Can we have cities that are livable and welcoming for all, where people are not living — and dying — on our streets and where students from every economic bracket can rise to take advantage of the enormous opportunities that exist? Yes. But to do so, we need to make some changes.
Unless technology companies and cities find new ways to work together, the continued success of both is under threat. And they must smartly apply technology to help solve the problems. Just as businesses are using AI, cities should harness the ability of AI to analyze problems and propose and manage complex solutions. Cities should be leaders in making use of innovations in artificial intelligence, medicine, communications, and transportation technologies that are revolutionizing our lives.
Keeping our flywheels spinning is not a given. This moment is important. Business and political leaders must put aside their traditional antipathies. Politicians must dampen their antibusiness rhetoric, and business players must, as Jeff Bezos has stated, expect to be “scrutinized” by the press and government.

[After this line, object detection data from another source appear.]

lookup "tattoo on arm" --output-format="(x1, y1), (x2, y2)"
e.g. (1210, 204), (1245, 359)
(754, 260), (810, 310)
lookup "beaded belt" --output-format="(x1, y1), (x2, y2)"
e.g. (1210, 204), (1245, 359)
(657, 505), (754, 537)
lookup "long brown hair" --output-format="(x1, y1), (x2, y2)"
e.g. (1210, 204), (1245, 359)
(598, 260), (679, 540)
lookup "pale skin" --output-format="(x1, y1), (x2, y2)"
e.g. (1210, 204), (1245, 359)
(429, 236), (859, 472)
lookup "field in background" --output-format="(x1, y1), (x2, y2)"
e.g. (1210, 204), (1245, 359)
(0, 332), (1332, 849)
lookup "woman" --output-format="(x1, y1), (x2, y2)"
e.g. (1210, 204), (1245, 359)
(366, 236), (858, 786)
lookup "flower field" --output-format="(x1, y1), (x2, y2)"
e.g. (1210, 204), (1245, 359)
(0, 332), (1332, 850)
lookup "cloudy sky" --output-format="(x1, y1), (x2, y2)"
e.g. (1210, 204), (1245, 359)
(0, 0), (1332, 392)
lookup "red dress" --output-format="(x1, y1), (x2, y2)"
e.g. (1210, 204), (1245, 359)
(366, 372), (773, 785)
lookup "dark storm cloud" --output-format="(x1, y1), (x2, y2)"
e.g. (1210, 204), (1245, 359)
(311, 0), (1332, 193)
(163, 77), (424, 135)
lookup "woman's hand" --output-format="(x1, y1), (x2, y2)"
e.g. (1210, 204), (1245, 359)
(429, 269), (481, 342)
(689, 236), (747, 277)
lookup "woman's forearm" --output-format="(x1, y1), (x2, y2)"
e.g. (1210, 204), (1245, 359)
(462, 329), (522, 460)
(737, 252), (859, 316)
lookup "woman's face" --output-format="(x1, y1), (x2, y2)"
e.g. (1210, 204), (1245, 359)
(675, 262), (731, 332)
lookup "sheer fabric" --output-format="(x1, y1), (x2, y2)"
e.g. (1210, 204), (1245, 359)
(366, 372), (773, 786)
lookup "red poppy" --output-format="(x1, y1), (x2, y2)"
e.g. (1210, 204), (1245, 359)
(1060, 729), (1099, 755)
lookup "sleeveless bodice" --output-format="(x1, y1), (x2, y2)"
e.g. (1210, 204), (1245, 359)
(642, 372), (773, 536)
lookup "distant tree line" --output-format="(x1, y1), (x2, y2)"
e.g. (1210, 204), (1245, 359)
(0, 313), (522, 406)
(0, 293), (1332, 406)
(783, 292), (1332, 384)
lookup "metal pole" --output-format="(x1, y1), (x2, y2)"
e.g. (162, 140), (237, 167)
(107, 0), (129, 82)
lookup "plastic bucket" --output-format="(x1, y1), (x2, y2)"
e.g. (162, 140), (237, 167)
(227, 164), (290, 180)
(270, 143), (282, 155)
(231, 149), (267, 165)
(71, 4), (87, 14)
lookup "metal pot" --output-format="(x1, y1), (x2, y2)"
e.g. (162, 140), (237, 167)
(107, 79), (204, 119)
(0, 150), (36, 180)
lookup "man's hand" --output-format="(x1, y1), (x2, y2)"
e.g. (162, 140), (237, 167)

Let’s use Seattle’s extraordinary prosperity and growing creative classes in Seattle and San Francisco to attack the problems threatening to undermine our meteoric success. Let’s institute a change in city government, opening its traditional processes to problem-solvers from outside.
Then let’s evaluate the results dispassionately and act decisively. I don’t believe any single entity — local governments, Amazon, the Gates Foundation, or anyone else — can solve Seattle’s problems by themselves. But our old systems are not doing the job. And our culture of innovators seems an obvious, untapped source of new answers. We need this new generation of younger citizen, business, and government leaders who are not afraid of trying new solutions. We need to take advantage of our culture of innovation.
If we can’t make tech cities great places to live as well as to work, we threaten the economic and livability flywheels built over the last generation.